Katakanlah kuda hitam itu antara Anies, Gatot, ataupun AHY. Ketiganya tentu punya kelebihan masing-masing, meski tak luput dari titik lemah. Namun, menganalisis peluang mereka sebagai kuda hitam di Pilpres 2019 adalah sesuatu yang menarik.

Anies Rasyid Baswedan, tak bisa dipungkiri dalam segala kompetensi yang dimilikinya, sedikit lebih unggul dibanding kandidat lain dan berpotensi menjadi calon kuat untuk berhadapan dengan Jokowi jika Prabowo tidak maju lagi pada Pilpres 2019 nanti. Daya kejut dan popularitasnya kian melesat utamanya saat menjadi orang nomor satu di DKI. Bahkan, pasca-insiden penghadangan Pasukan Pengamanan Presiden (Paspampres) terhadap Anies pada saat final Piala Presiden 2018 beberapa waktu lalu, simpati politik terhadap Anies menguat.

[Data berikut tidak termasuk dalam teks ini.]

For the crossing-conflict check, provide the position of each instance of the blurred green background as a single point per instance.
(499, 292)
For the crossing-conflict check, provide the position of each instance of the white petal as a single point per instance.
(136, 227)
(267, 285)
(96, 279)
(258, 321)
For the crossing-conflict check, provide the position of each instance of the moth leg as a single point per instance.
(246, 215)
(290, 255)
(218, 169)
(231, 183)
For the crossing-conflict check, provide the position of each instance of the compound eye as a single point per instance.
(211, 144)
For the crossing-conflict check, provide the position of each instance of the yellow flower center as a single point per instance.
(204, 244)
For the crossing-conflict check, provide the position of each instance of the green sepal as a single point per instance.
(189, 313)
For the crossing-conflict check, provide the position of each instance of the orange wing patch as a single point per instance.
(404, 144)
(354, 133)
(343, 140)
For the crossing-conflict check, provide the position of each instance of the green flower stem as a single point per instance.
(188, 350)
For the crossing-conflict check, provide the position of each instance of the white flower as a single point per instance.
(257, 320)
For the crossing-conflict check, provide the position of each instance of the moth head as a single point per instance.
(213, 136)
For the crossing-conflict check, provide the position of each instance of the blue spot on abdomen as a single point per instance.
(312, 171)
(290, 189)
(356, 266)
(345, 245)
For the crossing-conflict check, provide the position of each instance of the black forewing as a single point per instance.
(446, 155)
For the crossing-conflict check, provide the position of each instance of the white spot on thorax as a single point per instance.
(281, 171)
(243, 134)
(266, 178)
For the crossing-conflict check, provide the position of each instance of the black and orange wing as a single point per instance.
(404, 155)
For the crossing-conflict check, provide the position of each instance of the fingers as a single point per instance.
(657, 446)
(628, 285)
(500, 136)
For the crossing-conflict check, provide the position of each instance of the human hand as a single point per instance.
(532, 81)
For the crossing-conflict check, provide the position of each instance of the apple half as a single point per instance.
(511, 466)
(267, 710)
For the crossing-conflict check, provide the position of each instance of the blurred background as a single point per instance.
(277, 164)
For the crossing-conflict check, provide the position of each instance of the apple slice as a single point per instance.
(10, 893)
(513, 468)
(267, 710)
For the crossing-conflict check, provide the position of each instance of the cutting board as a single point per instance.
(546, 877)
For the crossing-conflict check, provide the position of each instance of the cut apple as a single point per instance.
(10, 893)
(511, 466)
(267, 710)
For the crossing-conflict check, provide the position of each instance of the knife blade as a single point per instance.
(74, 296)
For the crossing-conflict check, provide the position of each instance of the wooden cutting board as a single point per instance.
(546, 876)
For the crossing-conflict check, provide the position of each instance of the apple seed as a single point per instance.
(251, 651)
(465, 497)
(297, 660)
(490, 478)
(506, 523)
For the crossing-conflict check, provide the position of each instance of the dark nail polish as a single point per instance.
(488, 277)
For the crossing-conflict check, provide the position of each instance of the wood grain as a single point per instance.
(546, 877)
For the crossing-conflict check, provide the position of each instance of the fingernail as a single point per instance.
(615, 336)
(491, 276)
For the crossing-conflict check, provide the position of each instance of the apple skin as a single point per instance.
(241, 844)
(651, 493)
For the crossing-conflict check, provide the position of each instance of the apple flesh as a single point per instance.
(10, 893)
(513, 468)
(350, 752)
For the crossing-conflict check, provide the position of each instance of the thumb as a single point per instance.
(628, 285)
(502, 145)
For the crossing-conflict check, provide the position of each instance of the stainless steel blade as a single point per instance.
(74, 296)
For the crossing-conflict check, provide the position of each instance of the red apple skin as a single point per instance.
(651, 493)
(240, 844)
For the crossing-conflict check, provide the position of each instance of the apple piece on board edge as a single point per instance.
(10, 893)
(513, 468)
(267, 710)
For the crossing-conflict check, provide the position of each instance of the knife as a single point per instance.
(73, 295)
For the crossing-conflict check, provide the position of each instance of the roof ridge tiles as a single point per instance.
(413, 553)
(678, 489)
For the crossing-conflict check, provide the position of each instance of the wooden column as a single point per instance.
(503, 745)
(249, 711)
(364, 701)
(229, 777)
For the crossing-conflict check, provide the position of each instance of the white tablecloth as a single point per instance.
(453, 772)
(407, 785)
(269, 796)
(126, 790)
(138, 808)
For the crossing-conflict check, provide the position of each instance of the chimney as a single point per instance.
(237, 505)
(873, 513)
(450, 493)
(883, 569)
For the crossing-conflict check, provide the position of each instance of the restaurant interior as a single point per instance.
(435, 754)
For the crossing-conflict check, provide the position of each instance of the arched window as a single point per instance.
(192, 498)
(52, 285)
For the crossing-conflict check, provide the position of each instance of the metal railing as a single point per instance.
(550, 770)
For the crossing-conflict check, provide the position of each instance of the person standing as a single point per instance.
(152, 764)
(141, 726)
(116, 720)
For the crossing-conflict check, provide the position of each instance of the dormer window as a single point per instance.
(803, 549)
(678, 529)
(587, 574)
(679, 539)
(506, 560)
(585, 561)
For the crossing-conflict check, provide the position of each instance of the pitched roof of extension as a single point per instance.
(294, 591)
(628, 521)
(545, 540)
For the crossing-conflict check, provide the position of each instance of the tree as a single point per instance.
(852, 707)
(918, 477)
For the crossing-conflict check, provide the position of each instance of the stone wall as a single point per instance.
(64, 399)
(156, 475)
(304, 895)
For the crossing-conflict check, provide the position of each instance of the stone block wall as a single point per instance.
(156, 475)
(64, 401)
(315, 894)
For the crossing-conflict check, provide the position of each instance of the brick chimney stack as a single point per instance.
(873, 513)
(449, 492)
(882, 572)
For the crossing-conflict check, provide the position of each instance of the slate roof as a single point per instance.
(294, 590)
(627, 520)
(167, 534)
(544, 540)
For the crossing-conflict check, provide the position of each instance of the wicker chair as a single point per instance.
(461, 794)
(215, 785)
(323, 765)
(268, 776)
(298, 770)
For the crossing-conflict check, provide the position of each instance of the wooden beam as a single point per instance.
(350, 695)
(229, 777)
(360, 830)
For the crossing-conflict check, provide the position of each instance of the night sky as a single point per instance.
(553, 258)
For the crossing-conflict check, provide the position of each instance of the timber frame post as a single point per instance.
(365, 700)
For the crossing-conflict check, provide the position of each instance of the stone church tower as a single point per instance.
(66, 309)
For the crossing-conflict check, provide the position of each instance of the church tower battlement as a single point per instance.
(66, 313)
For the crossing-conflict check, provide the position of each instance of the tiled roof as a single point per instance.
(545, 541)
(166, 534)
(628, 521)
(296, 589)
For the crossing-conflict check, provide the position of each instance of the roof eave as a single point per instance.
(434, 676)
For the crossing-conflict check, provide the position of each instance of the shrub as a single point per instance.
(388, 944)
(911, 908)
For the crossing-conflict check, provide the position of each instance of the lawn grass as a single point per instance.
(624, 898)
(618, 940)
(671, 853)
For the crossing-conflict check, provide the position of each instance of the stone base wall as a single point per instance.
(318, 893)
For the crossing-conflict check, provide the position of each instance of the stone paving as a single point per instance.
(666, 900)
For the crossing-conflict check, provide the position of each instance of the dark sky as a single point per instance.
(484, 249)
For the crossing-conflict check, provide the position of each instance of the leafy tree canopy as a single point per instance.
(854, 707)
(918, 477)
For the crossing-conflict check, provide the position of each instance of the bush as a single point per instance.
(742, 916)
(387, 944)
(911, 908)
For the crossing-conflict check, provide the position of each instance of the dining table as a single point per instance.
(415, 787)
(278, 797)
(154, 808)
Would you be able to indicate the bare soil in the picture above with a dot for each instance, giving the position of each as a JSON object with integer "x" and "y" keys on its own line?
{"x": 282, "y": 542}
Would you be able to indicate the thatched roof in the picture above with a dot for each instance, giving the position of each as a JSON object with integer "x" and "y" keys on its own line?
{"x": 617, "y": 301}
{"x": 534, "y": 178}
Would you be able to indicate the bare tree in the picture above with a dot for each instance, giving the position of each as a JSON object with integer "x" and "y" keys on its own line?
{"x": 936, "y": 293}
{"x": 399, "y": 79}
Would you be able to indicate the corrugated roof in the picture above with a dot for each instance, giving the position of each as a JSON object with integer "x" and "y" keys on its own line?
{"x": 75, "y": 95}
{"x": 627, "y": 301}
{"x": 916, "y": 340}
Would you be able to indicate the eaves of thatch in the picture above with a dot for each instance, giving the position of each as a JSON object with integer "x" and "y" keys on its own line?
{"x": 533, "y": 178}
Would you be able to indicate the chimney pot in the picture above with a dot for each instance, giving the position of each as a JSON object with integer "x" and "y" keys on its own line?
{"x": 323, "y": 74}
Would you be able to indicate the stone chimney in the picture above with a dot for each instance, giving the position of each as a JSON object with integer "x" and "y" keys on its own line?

Tak heran, Survei Indo Barometer pada akhir Januari 2018 lalu menyebut Anies sebagai salah satu kandidat yang berpotensi menjadi kuda hitam di Pilpres 2019. Dalam survei tersebut, jika menggunakan skema 3 calon presiden, posisi Anies berada di atas kandidat-kandidat lain selain Jokowi dan Prabowo.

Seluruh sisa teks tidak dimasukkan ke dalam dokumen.